Iraq: Human Rights Council Formulates 229 Recommendations to Address Serious Human Rights Abuses in the Country
On 3 November 2014, Iraq's second Universal Periodic Review (UPR) was held at the Palais des Nations in Geneva. This process aims to assess, every four years, the human rights record of each United Nations' Member State by the Human Rights Council (HRC). Since its first UPR, Iraq's human rights situation has deteriorated as a result of the civil war and internal divisions following the US occupation, and coupled to the regional turmoil. Iraq's weak institutions are still unable to prevent the abuse of power and to hold perpetrators of serious human rights abuses to account. Sustained efforts will need to be made by the Iraqi authorities to address the increase in human rights violations.
The official Iraqi delegation, headed by Dr Abdulkareem Abdulah Shallal Al Janabi, Deputy Minister for Human Rights, presented Iraq's national report to the HRC. Dr Al Janabi highlighted the country's major achievements since its last review in 2009, stating that, not only the elections held in 2013 and 2014 had been carried out with the participation of minority groups, but that Iraq had also ratified several human rights treaties, including the International Convention for the Protection of All Persons from Enforced Disappearance in 2010 and the Convention against Torture and Other Cruel, Inhuman or Degrading Treatment or Punishment in 2011. He however failed to explain the absence of measures taken, in law and fact, to eradicate these widespread practices
Al Janabi also pointed out to the recent establishment of two human rights mechanisms to implement their new Human Rights Plan in the form of a Human Rights Court and a new mechanism for directing complaints from the High Commission for Human Rights to the Chief Public Prosecutor.
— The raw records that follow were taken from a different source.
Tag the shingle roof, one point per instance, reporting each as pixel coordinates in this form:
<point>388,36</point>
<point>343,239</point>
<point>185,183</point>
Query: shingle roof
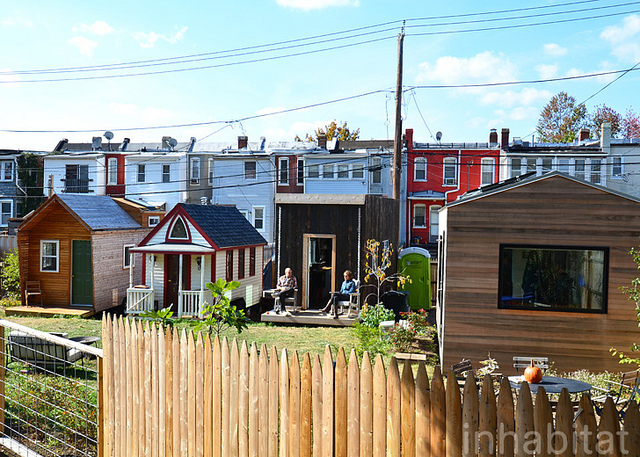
<point>225,225</point>
<point>99,212</point>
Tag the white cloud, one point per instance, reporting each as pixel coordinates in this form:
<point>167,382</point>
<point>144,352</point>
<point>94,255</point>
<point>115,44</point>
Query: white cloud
<point>482,68</point>
<point>97,28</point>
<point>547,71</point>
<point>554,50</point>
<point>84,45</point>
<point>148,40</point>
<point>624,39</point>
<point>317,4</point>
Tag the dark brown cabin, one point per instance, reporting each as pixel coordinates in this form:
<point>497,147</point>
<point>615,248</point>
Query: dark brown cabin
<point>534,268</point>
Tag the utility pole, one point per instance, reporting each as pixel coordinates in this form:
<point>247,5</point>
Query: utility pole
<point>397,142</point>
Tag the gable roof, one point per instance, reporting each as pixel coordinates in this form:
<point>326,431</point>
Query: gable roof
<point>224,225</point>
<point>98,212</point>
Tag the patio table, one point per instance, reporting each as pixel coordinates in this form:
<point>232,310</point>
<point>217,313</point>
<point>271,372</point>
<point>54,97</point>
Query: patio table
<point>552,384</point>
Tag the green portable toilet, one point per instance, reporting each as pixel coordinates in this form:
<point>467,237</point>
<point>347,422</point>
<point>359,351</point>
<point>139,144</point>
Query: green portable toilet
<point>415,262</point>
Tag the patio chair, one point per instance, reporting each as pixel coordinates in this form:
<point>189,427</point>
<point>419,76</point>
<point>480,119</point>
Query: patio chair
<point>620,392</point>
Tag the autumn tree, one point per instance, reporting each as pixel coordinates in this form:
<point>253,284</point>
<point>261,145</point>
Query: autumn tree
<point>602,114</point>
<point>630,125</point>
<point>333,131</point>
<point>561,119</point>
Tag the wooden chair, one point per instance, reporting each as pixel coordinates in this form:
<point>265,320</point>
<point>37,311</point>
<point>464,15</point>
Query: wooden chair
<point>32,289</point>
<point>520,362</point>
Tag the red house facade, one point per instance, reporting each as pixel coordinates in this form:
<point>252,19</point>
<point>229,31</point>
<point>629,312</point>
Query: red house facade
<point>439,173</point>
As it was expected, the Iraqi delegation focused much of its attention on the threat of the Islamic State (IS) which has led to a rising number of civilian casualties and internally displaced persons (IDPs) and carried out attacks on minority groups, including on women and children. This fight against terrorism was used as a justification for a number of human rights violations occurring in the country.
The Iraqi delegation's presentation was followed by an interactive dialogue with other UN Member States. Several States raised concerns about Iraq's general human rights situation, calling for the strengthening of its national human rights bodies, a more effective protection of women and minorities, and a genuine respect for freedom of expression.
Iraq was also reminded of its obligation to respect human rights and international humanitarian law (IHL) in their fight against IS, with Switzerland, Turkey and the United States calling on Iraq to ensure accountability for the exactions committed by State-controlled militias and other non-State armed groups. In order to ensure that violations by all actors are duly investigated and punished, a large number of Sates – Serbia, Slovenia, the Netherlands, Poland, Switzerland, Belgium, Estonia, France, Germany, Slovakia, Uruguay, Guatemala – called upon Iraq to ratify the Rome Statute of the International Criminal Court (ICC).
• Several States, including Norway, Austria, Spain and the Czech Republic, recommended Iraq to investigate cases of torture and called for the much-needed reform of the judiciary in order to put an end to this practice and other similar abuses; Paraguay added that evidence based on confessions extracted under torture should not be admitted in judicial proceedings; and several States asked Iraq to consider ratifying the Optional Protocol to the Convention on Torture (OPCAT) and to extend an invitation to the Special Rapporteur on Torture and other cruel inhuman and degrading treatment (SRT).
• The Netherlands called on Iraq to put an end to the widespread practice of enforced disappearance.
• Switzerland deplored the continuing violations of the right to a fair trial, a statement supported by Norway and the United Kingdom, which called upon Iraq to ensure the full respect of the rights of due process, whilst other States such as Germany expressed strong concerns about conditions of detention.
• Despite the Iraqi delegation's insistence on the fact that, "given the circumstances, abolishing death penalty [called] for a balance between the existing attitude and the situation that [prevailed]," in order to justify the authorities' failure to abolish the capital punishment, the majority of States – including Spain, Australia, Italy, Namibia, Paraguay, Mexico, Turkey, Greece, France, the UK, Montenegro, Slovenia, Belgium and Portugal – supported Alkarama's call for a moratorium on executions in view of its complete abolition.
Finally, States including Norway, Switzerland and Brazil recalled that human rights must be respected even in times of crises and that the fight against terrorism could not be used as an excuse for human rights abuses. Norway stressed that the implementation of human rights should in fact be seen as a priority for Iraq's much-needed stability and reconciliation, in particular in view of the atrocities committed by IS.
Iraq is to provide a response to the 229 recommendations formulated by UN Member States by the HRC's 28th session in March 2015. Hoping that Iraq accepts all recommendations without exception, Alkarama will continue to monitor the general human rights situation in Iraq, and in particular the implementation of the recommendations made with regards to the prohibition of torture and enforced disappearances, the right to fair trial, and the abolition of the death penalty.